カスタマーハラスメント対策は、2026年10月から義務になる
浦松 丈二
社会保険労務士・行政書士・宅地建物取引士(四葉社会保険労務士事務所/四葉行政書士事務所)
カスタマーハラスメント対策は、令和8年10月1日(2026年10月1日)から企業規模を問わず事業主の義務になります。求職者等へのセクシュアルハラスメント防止措置も同時に義務化。パワハラ防止措置と同じ「方針の明確化・相談体制・事後対応」で足ります。何をすれば足りるか、クレームとの線引き、誰に頼むかを整理します。
結論(先に要点):カスタマーハラスメント対策は、令和8年10月1日(2026年10月1日)から、企業規模を問わず事業主の義務になります。求職者等に対するセクシュアルハラスメントの防止措置も同時に義務化します。やることはパワハラ防止措置とほぼ同じで、方針の明確化と周知、相談体制の整備、事後の対応の3点です。すでにパワハラの体制がある会社は、その枠を広げれば対応できます。
「カスハラ」という言葉は聞いたことがあるけれど、義務なのか努力目標なのか、何をすれば足りるのかが分からない——というご相談が増えています。このページは、接客・窓口・電話対応がある会社の経営者・総務担当の方に向けて、カスタマーハラスメントの定義、義務の時期と対象、具体的な措置、クレームとの線引き、誰に頼むかを整理します。個別の法的判断や、加害者への法的手続きのご案内はこの記事の範囲外です。
カスタマーハラスメントとは、何を指すのか?
厚生労働省の公表資料では、カスタマーハラスメントを「顧客等からの著しい迷惑行為」で、労働者の就業環境を害されるものとしています。「顧客等」は、実際に取引のあるお客さまに限りません。取引先、施設の利用者、その他利害関係者が含まれます。
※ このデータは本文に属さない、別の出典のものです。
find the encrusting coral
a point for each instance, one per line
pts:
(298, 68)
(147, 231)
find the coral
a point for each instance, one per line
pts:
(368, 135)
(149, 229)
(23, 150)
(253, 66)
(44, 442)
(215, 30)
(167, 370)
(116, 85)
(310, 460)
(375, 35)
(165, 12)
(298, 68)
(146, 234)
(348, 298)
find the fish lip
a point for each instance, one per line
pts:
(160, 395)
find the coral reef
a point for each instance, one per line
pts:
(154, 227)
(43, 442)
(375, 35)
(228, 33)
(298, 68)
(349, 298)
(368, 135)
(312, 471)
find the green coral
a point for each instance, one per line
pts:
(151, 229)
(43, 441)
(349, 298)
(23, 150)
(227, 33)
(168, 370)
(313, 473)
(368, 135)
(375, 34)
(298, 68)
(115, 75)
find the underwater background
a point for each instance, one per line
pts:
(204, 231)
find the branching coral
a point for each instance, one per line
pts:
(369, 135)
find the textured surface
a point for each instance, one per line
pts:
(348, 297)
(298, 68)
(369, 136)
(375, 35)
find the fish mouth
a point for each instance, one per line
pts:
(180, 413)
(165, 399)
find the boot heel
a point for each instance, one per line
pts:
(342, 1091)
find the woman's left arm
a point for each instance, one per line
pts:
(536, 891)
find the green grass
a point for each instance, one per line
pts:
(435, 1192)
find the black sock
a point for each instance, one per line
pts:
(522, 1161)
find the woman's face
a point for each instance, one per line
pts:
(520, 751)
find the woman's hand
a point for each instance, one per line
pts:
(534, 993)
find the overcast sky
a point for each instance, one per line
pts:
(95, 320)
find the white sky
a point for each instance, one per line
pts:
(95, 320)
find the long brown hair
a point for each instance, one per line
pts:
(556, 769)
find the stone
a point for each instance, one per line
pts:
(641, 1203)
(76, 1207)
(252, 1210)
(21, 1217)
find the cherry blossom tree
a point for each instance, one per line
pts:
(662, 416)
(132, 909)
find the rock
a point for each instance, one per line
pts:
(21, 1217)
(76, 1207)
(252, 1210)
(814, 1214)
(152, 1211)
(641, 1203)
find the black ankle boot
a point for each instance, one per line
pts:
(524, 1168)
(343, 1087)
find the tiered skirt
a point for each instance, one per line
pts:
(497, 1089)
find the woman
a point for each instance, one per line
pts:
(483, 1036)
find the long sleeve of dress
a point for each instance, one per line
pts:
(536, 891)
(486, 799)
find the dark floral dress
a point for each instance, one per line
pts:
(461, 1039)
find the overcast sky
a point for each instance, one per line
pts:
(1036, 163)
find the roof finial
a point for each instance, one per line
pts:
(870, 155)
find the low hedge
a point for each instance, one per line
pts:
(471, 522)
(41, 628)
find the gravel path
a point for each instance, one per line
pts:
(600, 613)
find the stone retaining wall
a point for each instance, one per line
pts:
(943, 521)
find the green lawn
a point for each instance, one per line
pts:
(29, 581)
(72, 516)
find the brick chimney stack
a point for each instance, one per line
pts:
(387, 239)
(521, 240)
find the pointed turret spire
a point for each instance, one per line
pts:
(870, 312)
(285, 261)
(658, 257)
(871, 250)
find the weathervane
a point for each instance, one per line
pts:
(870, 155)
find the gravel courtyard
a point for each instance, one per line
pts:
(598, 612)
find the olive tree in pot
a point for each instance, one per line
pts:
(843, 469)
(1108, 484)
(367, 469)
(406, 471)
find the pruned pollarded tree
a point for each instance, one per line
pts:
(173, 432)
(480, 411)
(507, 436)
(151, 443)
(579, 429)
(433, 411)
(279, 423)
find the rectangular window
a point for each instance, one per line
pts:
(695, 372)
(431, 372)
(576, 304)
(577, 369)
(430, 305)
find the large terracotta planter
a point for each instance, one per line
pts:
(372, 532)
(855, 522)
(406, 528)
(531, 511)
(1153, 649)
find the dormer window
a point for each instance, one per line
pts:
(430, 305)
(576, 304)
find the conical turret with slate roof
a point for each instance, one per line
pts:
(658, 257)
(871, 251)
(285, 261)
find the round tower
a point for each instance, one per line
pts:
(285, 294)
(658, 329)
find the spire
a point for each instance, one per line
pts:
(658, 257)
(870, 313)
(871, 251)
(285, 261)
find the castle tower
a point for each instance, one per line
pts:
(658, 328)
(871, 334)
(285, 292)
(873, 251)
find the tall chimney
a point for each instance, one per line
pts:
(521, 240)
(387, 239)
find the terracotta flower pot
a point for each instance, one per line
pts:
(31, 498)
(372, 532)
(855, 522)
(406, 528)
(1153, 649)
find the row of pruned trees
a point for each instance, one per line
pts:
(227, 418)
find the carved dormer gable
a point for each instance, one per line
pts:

「著しい迷惑行為」として例示されているのは、次のようなものです。
- 暴行・傷害、脅迫
- 名誉毀損や侮辱、ひどい暴言
- 過剰・執拗な要求やクレームの継続・繰り返し
- 土下座の強要、SNS等への拡散
- 性的な言動
- 不退去・居座り、長時間の拘束
ポイントは、「正当なクレーム」はカスタマーハラスメントではないことです。商品の不具合やサービスの不備への指摘、改善の要望そのものは、むしろ業務の改善に必要な声です。問題になるのは、要求の内容ではなく**「態様」が著しい迷惑行為に当たる場合**です。
義務は、いつから・どの会社に?
令和7年法律第63号による労働施策総合推進法等の改正で、事業主に次の措置が義務づけられます。
- カスタマーハラスメント(顧客等からの著しい迷惑行為)による就業環境の害を防止するための雇用管理上の措置
- 求職者等に対するセクシュアルハラスメントの防止措置(こちらは採用・募集の場面。この記事の主題ではありません)
施行日は**令和8年10月1日(2026年10月1日)**です。企業規模を問いません。 パワハラ防止措置と同じく、従業員が1人でも、個人事業主であっても、労働者を使用する事業主は対象になります。この記事が公開される2026年9月1日の翌月からです。
なお、施行前の現在は準備期間です。義務になるのは10月1日からですが、「義務になった日に何もない」状態を避けるため、制度の骨格は施行前に整えておくのが現実的です。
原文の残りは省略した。